November 6, 2025
Let there be light (and drama)
Show HN: Auto-Adjust Keyboard and LCD Brightness via Ambient Light Sensor[Linux]
New Linux tool auto-dims your keys—commenters yell “we already had this”
TLDR: A new Linux tool auto-adjusts keyboard brightness using the laptop’s light sensor, with screen support planned. Commenters say GNOME and iio-sensor-proxy already do this, sparking a debate over reinventing the wheel versus fixing what GNOME doesn’t: smarter, less blinding keyboards that could actually save eyes and battery.
A new Linux project swoops in promising auto-adjusting keyboard backlight (with plans for screen brightness next), and the crowd instantly splits into teams. One camp cheers, “Finally, the keyboard gets some love!” while the veterans roll their eyes and point to iio-sensor-proxy, a long-standing sensor tool that feeds data to desktop systems like GNOME. The most upvoted mood?

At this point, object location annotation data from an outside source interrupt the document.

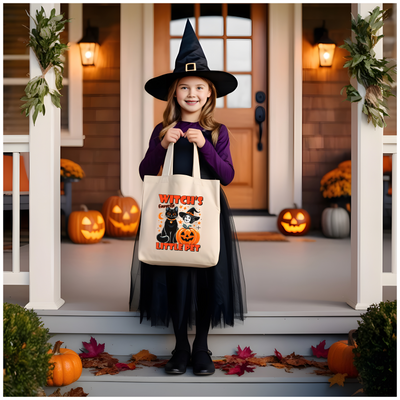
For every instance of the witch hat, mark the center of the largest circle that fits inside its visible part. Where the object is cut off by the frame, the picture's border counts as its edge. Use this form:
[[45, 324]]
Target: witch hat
[[191, 61]]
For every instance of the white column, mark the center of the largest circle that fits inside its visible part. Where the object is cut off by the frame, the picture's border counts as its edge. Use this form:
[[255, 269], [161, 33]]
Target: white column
[[44, 196], [366, 197], [284, 23]]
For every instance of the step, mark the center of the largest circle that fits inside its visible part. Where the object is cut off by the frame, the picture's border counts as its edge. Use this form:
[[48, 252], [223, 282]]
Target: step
[[264, 381]]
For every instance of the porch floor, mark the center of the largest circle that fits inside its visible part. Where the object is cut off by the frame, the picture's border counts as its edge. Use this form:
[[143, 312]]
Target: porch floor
[[307, 276]]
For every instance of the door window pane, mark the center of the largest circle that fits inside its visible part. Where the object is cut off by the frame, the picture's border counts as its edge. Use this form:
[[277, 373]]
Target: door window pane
[[241, 97], [211, 22], [214, 52], [179, 14], [238, 22], [238, 54]]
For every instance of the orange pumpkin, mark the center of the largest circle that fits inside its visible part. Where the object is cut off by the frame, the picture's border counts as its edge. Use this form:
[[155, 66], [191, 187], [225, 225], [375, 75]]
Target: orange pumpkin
[[341, 356], [293, 222], [188, 236], [86, 227], [67, 366], [121, 215]]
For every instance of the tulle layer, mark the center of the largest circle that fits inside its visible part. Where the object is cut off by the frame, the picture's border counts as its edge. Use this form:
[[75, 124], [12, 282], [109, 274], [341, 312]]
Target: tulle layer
[[155, 290]]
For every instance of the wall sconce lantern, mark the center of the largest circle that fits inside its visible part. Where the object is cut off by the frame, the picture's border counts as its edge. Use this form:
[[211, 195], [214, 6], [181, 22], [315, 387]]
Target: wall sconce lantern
[[89, 45], [326, 46]]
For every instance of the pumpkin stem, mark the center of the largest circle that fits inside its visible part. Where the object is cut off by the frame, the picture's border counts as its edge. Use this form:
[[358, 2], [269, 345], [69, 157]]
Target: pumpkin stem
[[57, 345], [351, 339]]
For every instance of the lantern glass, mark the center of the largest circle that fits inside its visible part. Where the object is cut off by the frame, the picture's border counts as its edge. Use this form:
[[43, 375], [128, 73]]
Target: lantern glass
[[88, 52], [326, 52]]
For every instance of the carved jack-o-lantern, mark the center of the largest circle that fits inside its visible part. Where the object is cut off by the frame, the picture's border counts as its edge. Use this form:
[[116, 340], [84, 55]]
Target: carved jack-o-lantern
[[293, 222], [188, 236], [121, 215], [86, 226]]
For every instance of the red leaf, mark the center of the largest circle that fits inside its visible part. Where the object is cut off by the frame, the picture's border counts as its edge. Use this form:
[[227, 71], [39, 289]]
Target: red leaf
[[125, 367], [320, 350], [92, 349], [240, 369], [245, 353], [278, 355]]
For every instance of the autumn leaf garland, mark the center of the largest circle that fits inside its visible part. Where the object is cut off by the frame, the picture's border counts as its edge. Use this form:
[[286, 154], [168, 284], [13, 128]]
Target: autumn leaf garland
[[45, 43], [373, 74]]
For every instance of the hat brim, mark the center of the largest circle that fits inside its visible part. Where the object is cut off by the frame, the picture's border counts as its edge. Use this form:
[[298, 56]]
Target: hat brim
[[224, 82]]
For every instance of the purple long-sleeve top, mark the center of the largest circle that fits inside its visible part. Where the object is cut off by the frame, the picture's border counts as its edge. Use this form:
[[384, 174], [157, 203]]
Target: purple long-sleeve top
[[218, 157]]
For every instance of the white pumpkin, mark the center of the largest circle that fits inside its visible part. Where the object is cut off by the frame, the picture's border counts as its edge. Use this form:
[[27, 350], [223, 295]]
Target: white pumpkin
[[335, 222]]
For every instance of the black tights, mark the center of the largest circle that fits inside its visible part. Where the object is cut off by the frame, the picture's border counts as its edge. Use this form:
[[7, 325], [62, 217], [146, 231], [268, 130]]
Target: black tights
[[203, 316]]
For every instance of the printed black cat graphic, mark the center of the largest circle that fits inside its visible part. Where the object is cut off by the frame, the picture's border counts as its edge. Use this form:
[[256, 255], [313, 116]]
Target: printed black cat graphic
[[168, 234], [189, 217]]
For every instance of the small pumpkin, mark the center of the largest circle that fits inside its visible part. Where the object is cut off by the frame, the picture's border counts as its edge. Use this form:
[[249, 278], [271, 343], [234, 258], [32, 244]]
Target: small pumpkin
[[121, 216], [341, 356], [67, 366], [188, 236], [294, 221], [86, 227], [335, 222]]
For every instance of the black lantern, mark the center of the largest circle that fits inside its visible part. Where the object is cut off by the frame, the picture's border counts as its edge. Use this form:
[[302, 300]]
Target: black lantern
[[326, 46], [89, 45]]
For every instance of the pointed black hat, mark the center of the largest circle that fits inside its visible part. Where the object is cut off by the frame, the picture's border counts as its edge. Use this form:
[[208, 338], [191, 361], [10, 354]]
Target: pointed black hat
[[191, 61]]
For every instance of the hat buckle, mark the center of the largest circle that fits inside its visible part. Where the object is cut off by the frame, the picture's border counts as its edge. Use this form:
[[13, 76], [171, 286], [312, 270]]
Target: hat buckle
[[190, 67]]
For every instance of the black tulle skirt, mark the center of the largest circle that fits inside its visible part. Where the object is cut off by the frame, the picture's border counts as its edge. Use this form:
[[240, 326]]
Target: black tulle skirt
[[157, 289]]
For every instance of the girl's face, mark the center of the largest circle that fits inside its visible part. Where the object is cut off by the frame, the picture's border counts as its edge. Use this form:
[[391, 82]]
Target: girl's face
[[191, 94]]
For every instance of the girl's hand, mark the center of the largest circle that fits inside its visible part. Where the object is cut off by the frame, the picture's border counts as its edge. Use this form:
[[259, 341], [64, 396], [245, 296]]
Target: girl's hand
[[172, 136], [195, 136]]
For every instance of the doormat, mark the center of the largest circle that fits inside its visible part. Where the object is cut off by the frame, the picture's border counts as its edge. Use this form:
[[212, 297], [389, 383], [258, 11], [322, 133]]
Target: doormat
[[261, 237]]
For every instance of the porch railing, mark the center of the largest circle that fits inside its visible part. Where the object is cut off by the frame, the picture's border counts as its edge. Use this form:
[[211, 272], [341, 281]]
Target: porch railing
[[389, 147], [16, 144]]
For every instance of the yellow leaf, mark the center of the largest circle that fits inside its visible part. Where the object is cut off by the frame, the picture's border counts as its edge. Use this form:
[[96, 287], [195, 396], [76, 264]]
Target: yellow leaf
[[338, 378]]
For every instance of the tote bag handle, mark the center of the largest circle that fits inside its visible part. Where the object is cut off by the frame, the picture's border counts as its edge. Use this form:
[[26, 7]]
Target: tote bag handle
[[168, 163]]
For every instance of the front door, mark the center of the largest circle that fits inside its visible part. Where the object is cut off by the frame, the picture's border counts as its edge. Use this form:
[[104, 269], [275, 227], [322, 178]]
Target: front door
[[234, 39]]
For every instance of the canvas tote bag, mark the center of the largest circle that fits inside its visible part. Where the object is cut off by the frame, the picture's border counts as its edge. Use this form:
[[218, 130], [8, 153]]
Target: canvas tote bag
[[180, 217]]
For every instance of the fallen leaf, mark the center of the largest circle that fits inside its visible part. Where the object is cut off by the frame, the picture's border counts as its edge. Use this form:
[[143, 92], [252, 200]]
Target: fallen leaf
[[262, 361], [278, 355], [338, 378], [143, 355], [160, 364], [240, 369], [125, 367], [92, 349], [234, 360], [245, 353], [323, 372], [108, 371], [320, 350]]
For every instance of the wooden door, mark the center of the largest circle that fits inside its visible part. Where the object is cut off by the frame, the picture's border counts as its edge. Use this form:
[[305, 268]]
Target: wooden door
[[234, 39]]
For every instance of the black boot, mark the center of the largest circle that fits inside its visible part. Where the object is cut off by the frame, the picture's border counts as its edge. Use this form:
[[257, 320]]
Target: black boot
[[178, 362], [202, 362]]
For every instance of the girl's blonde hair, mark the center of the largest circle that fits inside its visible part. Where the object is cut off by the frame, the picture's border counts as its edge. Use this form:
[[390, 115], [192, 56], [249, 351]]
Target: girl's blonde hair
[[172, 113]]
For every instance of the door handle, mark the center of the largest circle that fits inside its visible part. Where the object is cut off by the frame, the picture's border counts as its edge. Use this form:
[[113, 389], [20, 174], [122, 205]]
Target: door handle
[[260, 118]]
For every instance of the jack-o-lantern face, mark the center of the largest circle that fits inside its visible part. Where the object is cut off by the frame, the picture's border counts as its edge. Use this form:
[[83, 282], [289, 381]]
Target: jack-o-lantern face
[[86, 226], [293, 222], [121, 215], [188, 236]]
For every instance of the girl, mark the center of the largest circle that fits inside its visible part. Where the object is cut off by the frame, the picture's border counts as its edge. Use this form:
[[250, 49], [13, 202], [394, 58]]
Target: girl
[[187, 295]]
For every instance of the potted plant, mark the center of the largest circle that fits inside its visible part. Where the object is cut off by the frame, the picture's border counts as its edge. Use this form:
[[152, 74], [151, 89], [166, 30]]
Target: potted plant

Been-there-done-that—but also, GNOME’s auto-brightness “hasn’t exactly been great,” so maybe a focused, keyboard-only fix could actually be better.
Drama sparks around the install instructions: running as a root-level service with systemctl has the “not another daemon” crowd clutching pearls, while pragmatists shrug and say, “If it works, it works.” Someone flexes with the classic monitor-sensor command, the Linux equivalent of “pics or it didn’t happen.” Others riff on memes: “My laptop at midnight—lighthouse mode,” and “If this saves my eyes, take my makefile.”
Jargon gets translated: ambient light sensors are tiny parts that tell your laptop how bright the room is; this tool reads them and tweaks your keyboard glow automatically. Config lives in /etc/als-led-backlight.conf for tuning sensitivity, and there’s a “later” promise to handle the screen backlight too. Verdict from the comments: it’s either reinventing the wheel—or reinventing it but rounder. And on Linux, that’s enough to spark a full-on brightness debate.
Key Points
- •als-led-backlight auto-adjusts keyboard backlight using a laptop’s Ambient Light Sensor on Linux.
- •Future plan includes integrating automatic LCD backlight (screen brightness) control.
- •Requirements include Linux, gcc, and make; build with the make command.
- •It can be installed as a system service with make install and managed via systemctl.
- •Configuration is read from /etc/als-led-backlight.conf, allowing adjustment of a base reading threshold; uninstall via make uninstall.